Mars's Next Explorers: Jumping, Baseball-Size Robots?

July 24, 2006

A new idea for the exploration of Mars may be less of a scientific leap forward than a hop.

Researchers say a swarm of bouncing, spherical bots the size of baseballs could hop across the red planet to search for life.

"We need better tools for exploring things, and creatively designed robots like this fit the bill," said Penelope Boston.

Boston is director of the Cave and Karst Studies Program at the New Mexico Institute of Mining and Technology in Socorro.

She developed the concept of sending jumping bots to Mars with Steven Dubowsky, director of the Field and Space Robotics Laboratory at the Massachusetts Institute of Technology (MIT) in Cambridge.

Last year NASA's Institute for Advanced Concepts awarded the pair a two-year, U.S. $400,000 grant to research the concept.

The duo hit upon the idea while mulling ways to explore and map Martian caves.

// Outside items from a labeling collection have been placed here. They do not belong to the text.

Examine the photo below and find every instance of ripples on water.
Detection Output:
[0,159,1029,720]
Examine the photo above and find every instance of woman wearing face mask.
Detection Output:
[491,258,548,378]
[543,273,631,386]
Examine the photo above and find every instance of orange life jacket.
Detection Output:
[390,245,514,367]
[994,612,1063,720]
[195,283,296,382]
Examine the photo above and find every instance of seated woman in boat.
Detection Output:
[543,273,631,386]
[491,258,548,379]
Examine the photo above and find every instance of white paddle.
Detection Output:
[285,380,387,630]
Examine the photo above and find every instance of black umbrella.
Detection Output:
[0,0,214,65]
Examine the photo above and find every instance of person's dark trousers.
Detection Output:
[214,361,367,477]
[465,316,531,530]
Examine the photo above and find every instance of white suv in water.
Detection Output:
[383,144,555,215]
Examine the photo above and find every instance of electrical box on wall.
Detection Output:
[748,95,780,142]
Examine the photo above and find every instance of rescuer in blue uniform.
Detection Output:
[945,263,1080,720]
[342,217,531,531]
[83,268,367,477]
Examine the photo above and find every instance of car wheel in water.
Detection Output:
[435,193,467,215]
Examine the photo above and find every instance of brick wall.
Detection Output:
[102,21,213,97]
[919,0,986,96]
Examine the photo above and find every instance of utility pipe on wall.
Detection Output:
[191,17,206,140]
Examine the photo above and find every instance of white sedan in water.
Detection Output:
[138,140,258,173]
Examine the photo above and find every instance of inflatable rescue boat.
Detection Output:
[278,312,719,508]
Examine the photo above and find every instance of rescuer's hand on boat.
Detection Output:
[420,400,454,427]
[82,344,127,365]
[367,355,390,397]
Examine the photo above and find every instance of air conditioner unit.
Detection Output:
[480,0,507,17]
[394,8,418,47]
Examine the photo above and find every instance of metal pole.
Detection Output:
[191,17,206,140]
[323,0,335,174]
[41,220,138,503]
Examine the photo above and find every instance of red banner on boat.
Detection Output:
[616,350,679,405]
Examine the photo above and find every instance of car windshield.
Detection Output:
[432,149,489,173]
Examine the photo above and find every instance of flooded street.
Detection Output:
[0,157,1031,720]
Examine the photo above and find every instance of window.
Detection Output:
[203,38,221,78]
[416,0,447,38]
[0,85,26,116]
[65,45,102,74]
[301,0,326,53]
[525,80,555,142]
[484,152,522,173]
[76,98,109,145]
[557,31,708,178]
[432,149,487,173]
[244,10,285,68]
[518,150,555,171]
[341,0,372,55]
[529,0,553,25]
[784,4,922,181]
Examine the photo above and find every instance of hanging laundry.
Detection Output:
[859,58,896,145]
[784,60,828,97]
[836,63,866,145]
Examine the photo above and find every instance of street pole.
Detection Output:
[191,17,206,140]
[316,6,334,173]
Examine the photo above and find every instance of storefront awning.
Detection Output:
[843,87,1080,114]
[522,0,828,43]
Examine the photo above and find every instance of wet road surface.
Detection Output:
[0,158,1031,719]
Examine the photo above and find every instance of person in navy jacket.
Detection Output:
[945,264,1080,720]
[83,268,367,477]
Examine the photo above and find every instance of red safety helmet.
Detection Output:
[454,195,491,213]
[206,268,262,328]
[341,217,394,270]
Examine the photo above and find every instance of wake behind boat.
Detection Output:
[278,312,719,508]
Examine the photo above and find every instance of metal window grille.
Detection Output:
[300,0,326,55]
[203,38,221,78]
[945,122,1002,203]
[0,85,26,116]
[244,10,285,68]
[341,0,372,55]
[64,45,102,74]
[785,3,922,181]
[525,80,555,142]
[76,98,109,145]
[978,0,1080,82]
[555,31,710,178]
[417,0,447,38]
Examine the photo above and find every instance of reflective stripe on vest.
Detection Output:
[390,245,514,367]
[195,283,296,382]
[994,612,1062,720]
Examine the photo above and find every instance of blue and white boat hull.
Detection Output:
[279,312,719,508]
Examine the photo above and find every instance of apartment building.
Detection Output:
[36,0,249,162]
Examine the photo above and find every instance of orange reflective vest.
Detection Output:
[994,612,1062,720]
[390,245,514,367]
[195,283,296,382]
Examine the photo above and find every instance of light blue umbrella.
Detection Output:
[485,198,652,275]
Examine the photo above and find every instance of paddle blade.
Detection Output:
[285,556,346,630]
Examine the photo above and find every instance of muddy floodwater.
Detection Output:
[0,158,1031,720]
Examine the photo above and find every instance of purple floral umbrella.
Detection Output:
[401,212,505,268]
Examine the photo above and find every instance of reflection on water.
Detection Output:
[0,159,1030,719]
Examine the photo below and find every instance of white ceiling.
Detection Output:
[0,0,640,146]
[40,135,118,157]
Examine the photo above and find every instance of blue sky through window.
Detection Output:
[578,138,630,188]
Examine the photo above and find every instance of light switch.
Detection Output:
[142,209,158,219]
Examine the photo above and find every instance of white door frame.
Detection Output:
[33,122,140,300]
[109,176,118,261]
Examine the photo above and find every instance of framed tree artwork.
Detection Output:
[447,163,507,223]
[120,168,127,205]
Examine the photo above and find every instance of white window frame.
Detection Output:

"These hopping, rolling, bouncing devices seem like a natural way to do it," Dubowksy said.

Working Prototype

Sheltered from extreme surface radiation and weather, the underground systems of Mars could hold signs of past life or provide shelter for astronauts from Earth, the scientists say.

But the unpredictability of cave formations make the systems hard for robots to explore, Boston says.

"Even though the existing Mars rovers are doing a wonderful job, they could not even begin to hope to get into the kinds of terrain that we are interested in," she said.